To transmit data over a physical medium, we need to encode our binary data into a signal over the medium.

## Non-return to zero (NRZ)

This is a simple encoding scheme where 0's are encoded as low level in the signal and 1's are encoded as high.

### Consecutive 1's or 0's

Suppose that our data contains consecutive 0's or 1's.
The following issues arises with NRZ.

1. Unable to detect if the signal is lost, _eg_ sender goes down
    *  the resultant stream of 0's is indifferentiable from data
2. Unable to recover clock
    * Over time, clock may be slightly out of sync. Without signal changes, receiver is unable to detect the changes in interval

## Non-return to zero inverted (NRZI)


0's are encoded as the signal remaining the same.

1's are encoded as a change in signal.

The only way for the signal to remain constant is if there is consecutive 0's, hence we fixed the case of consecutive 1's.

## Manchester 

0's are encoded by transitions of low to high.

1's are encoded by transitions of high to low.

This solves the issue of consecutive 1's and 0's.

However, it has really poor efficiency, as we can only encode 1 bit using 2 clock cycles.
For example, to encode consecutive 1's, we need to transition from high to low, then pull the signal up again before sending the next 1.

This is used in LAN's.

## 4B/5B

For this encoding, we group the data into groups of 4 bits, and represent them using 5 bits, encoded by NRZI.
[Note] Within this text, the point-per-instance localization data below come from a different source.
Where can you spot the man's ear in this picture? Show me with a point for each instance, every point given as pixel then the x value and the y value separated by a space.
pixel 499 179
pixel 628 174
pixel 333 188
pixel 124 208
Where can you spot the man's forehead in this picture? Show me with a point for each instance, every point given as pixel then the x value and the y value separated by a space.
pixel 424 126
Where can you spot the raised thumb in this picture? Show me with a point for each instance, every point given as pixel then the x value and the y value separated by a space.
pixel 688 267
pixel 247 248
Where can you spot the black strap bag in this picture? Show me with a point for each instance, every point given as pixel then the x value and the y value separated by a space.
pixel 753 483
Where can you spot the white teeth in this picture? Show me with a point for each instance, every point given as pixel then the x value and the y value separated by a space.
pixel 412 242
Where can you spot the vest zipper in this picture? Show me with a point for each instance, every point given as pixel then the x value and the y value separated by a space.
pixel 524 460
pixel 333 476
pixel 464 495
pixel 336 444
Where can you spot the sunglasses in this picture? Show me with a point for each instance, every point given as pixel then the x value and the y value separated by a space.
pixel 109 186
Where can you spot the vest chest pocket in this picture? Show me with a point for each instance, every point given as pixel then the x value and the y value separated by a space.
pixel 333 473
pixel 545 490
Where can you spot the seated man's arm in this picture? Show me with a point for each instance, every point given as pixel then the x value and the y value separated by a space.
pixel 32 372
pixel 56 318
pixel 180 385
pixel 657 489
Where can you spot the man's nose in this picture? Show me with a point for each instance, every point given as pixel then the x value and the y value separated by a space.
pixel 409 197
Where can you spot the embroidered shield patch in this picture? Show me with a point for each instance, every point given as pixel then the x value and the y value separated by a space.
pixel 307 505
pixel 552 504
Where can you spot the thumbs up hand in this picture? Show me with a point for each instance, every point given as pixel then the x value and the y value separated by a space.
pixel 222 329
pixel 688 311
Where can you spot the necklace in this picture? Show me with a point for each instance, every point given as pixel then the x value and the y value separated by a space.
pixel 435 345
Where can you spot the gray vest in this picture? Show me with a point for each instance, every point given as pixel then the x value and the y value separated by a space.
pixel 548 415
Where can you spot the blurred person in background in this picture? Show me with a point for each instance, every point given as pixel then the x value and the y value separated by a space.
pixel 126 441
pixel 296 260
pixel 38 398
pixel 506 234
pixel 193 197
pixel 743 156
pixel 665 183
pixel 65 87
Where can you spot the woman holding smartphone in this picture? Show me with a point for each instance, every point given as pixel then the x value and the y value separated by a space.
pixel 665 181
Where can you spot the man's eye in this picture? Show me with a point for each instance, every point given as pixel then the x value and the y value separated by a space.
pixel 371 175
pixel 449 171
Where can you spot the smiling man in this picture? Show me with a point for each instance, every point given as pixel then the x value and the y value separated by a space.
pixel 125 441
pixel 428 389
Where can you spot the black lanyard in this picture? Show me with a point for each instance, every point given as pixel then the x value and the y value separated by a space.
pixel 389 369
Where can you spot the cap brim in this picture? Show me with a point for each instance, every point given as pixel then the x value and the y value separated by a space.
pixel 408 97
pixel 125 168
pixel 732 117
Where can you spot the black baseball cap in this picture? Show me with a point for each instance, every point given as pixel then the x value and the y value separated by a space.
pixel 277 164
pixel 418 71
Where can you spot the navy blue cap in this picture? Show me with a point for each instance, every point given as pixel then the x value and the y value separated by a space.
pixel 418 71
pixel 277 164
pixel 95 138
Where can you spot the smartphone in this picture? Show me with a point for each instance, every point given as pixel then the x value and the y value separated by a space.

We choose our set of 5 bits representation such that there is at most 1 leading 0's and at most 2 trailing 0's.

This is used 

In [17]:
from itertools import product

print(len([s for s in product('01', repeat=5) \
           if not ''.join(s).startswith('00') and not ''.join(s).endswith('000')]))

21


Since there are 21 such 5 bits sequences, it is sufficient to represent all our 16 4-bits sequences.

As an improvement, we use 11111 to signal the line is idle.

With this, we achieve 80% efficiency.